Q7: Where can I purchase the specific hardware used in the benchmarking?

A: Intel partners with vendors all over the world. For a list of Hardware Manufacturers, see the Intel® AI: In Production Partners & Solutions Catalog . For more details, see the Supported Devices documentation. Before purchasing any hardware, you can test and run models remotely, using Intel® DevCloud for the Edge.

Q8: How can I optimize my models for better performance or accuracy?

A: Set of guidelines and recommendations to optimize models are available in the optimization guide. Join the conversation in the Community Forum for further support.

Q9: Why are INT8 optimized models used for benchmarking on CPUs with no VNNI support?

A: The benefit of low-precision optimization using the OpenVINO™ toolkit model optimizer extends beyond processors supporting VNNI through Intel® DL Boost. The reduced bit width of INT8 compared to FP32 allows Intel® CPU to process the data faster. Therefore, it offers better throughput on any converted model, regardless of the intrinsically supported low-precision optimizations within Intel® hardware. For comparison on boost factors for different network models and a selection of Intel® CPU architectures, including AVX-2 with Intel® Core™ i7-8700T, and AVX-512 (VNNI) with Intel® Xeon® 5218T and Intel® Xeon® 8270, refer to the Model Accuracy for INT8 and FP32 Precision article.

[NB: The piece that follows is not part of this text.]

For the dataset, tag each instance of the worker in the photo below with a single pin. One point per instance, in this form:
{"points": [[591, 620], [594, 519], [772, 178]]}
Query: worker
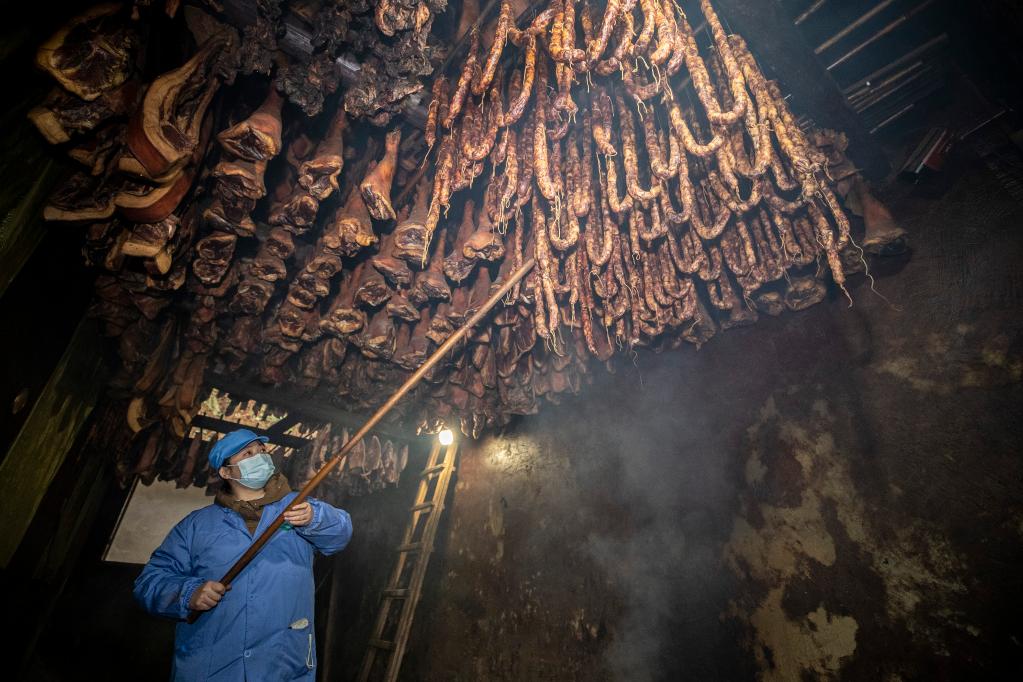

Q10: Where can I search for OpenVINO™ performance results based on HW-platforms?

A: The website format has changed in order to support more common approach of searching for the performance results of a given neural network model on different HW-platforms. As opposed to reviewing performance of a given HW-platform when working with different neural network models.

Q11: How is Latency measured?

A: Latency is measured by running the OpenVINO™ Runtime in synchronous mode. In this mode, each frame or image is processed through the entire set of stages (pre-processing, inference, post-processing) before the next frame or image is processed. This KPI is relevant for applications where the inference on a single image is required. For example, the analysis of an ultra sound image in a medical application or the analysis of a seismic image in the oil & gas industry. Other use cases include real or near real-time applications, e.g. the response of industrial robot to changes in its environment and obstacle avoidance for autonomous vehicles, where a quick response to the result of the inference is required.